Command-line tools
spead2_bench
A benchmarking tool is provided to estimate the maximum throughput for UDP. There are two versions: one implemented in Python 3 (spead2_bench.py) and one in C++ (spead2_bench), which are installed by the corresponding installers. The examples show the Python version, but the C++ version functions very similarly. However, they cannot be mixed: use the same version on each end of the connection.
On the receiver, pick a port number (which must be free for both TCP and UDP) and run
spead2_bench.py agent <port>
Then, on the sender, run
spead2_bench.py master [options] <host> <port>
where host is the hostname of the receiver. This script will run tests at a variety of speeds to determine the maximum speed at which the connection seems reliable most of the time. This speed is right at the edge of stability: for a totally reliable setup, you should use a lower speed.
spead2_send/spead2_recv
There are also separate spead2_send and spead2_recv (and Python 3 equivalent) programs. The former generates a stream of meaningless data, while the latter consumes an existing stream and reports the heaps and items that it finds. Apart from being useful for debugging a stream, spead2_recv has a similar plethora of command-line options for tuning that allow for exploration.
mcdump
mcdump is a tool similar to tcpdump, but specialised for high-speed capture of UDP traffic using hardware that supports the Infiniband Verbs API. It has only been tested on NVIDIA ConnectX NICs. Like gulp, it uses a separate thread for disk I/O and CPU core affinity to achieve reliable performance. With a sufficiently fast disk subsystem, it is able to capture line rate from a 40Gb/s adapter.
It is not limited to capturing SPEAD data. It is included with spead2 rather than released separately because it reuses a lot of the spead2 code.
Installation
The tool is automatically compiled and installed with spead2, provided that libibverbs support is detected at configure time.

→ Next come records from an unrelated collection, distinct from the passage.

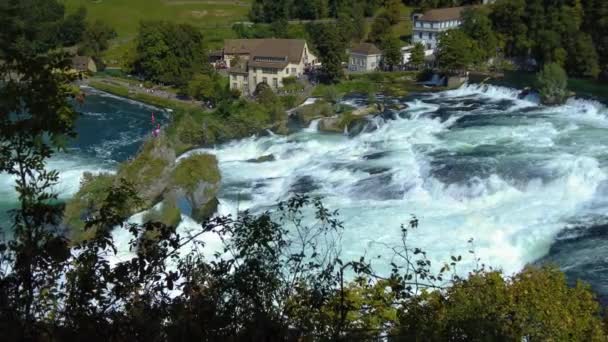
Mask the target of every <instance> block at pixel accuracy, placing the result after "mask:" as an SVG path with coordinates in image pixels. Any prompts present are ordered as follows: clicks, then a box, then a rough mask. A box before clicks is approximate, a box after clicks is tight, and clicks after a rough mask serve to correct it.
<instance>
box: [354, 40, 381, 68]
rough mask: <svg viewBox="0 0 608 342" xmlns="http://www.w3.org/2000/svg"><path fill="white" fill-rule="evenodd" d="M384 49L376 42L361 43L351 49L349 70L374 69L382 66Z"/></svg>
mask: <svg viewBox="0 0 608 342" xmlns="http://www.w3.org/2000/svg"><path fill="white" fill-rule="evenodd" d="M381 61H382V51H380V49H378V48H377V47H376V45H374V44H370V43H361V44H358V45H356V46H354V47H353V48H351V49H350V51H349V58H348V70H350V71H361V72H366V71H374V70H377V69H378V67H380V63H381Z"/></svg>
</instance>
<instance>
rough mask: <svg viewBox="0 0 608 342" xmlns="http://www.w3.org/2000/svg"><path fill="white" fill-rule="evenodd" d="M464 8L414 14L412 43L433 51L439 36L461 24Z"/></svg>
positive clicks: (412, 35)
mask: <svg viewBox="0 0 608 342" xmlns="http://www.w3.org/2000/svg"><path fill="white" fill-rule="evenodd" d="M465 9H466V7H451V8H438V9H433V10H430V11H427V12H425V13H424V14H414V16H413V17H414V18H413V19H414V20H413V23H414V29H413V34H412V43H414V44H416V43H422V44H423V45H424V46H425V49H426V50H435V49H436V48H437V42H438V40H439V39H438V38H439V35H440V34H441V33H442V32H445V31H447V30H450V29H454V28H457V27H458V26H460V24H462V12H463V11H464V10H465Z"/></svg>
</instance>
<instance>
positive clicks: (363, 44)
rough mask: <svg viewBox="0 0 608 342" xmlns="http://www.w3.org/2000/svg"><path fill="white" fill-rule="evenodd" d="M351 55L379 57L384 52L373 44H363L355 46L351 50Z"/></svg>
mask: <svg viewBox="0 0 608 342" xmlns="http://www.w3.org/2000/svg"><path fill="white" fill-rule="evenodd" d="M350 52H351V53H358V54H361V55H379V54H381V53H382V51H380V49H378V47H376V45H374V44H371V43H361V44H358V45H355V46H353V48H352V49H350Z"/></svg>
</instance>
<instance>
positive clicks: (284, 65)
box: [249, 60, 289, 69]
mask: <svg viewBox="0 0 608 342" xmlns="http://www.w3.org/2000/svg"><path fill="white" fill-rule="evenodd" d="M287 64H289V63H288V62H287V61H285V62H265V61H251V60H250V61H249V67H253V68H275V69H283V68H285V67H286V66H287Z"/></svg>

It may also be necessary to configure the system to work with ibverbs. See Support for ibverbs for more information.
Usage
The simplest incantation is
mcdump -i xx.xx.xx.xx output.pcap yy.yy.yy.yy:zzzz
which will capture on the interface with IP address xx.xx.xx.xx, for the
multicast group yy.yy.yy.yy on UDP port zzzz. mcdump will take care of
subscribing to the multicast group. Note that only IPv4 is supported. Capture
continues until interrupted by Ctrl-C. You can also list more
group:port
pairs, which will all stored in the same pcap file.
While originally written for multicast, mcdump also supports unicast. An IP address must still be provided; usually it will be the same as the interface address, but it could be a different address if the interface has multiple IP addresses.
You can also specify -
in place of the filename to suppress the write to
file. This is useful to simply count the bytes/packets received without being
limited by disk throughput.
Unfortunately, unlike tcpdump, it is not possible to directly tell whether packets were dropped. NIC counters (on Linux, accessed with ethtool -S) can give an indication, although sometimes packets are dropped during the shutdown process.
These options are important for performance:
- -N <cpu>, -C <cpu>, -D <cpu>
Set CPU core IDs for various threads. The
-D
option can be repeated multiple times to use multiple threads for disk I/O. By default, the threads are not bound to any particular core. It is recommended that these cores be on the same CPU socket as the NIC.
- --direct-io
Use the
O_DIRECT
flag to open the file. This bypasses the kernel page cache, and can in some cases yield higher performance. However, not all filesystems support it, and it can also reduce performance when capturing a small enough amount of data that it will fit into RAM.
- --count <count>
Stop after <count> packets have been received. Without this option, mcdump will run until SIGINT (Ctrl-C) is received.
Limitations
Only IPv4 is supported.
It is not optimised for small packets (below about 1KB). Packet capture rates top out around 6Mpps for current hardware.
spead2_net_raw
When using ibverbs, it is necessary to have the
CAP_NET_RAW
capability on Linux. While this can be achieved by running as
root, doing so may be undesirable. The spead2_net_raw utility
program can be used to simplify running ibverbs applications. To use it, the
program must first be given the capability. After installation, this can be
done by running
sudo setcap cap_net_raw+p /usr/local/bin/spead2_net_raw
Adjust the path as necessary to match your installation. If
spead2_net_raw did not get installed, check that you have the libcap
development headers installed (for example, libcap-dev
in Ubuntu), and
rerun configure to detect it.
Now you can prefix any command with spead2_net_raw and it will have
the CAP_NET_RAW
capability. It is an “ambient” capability, so all
child processes will have the capability too, which can be useful if the
process you run is a shell.
Warning
After doing the above, any user on the system that can run spead2_net_raw will be able to intercept any incoming network traffic or generate arbitrary outgoing traffic. You should not do this blindly if there are untrusted users on your system, or if the system allows untrusted code to run outside of a secure sandbox.
This is not the only way to give spead2_net_raw the capability (you can, for example, make it an “inherited” capability), but a full discussion of the Linux capabilities model is beyond the scope of this manual.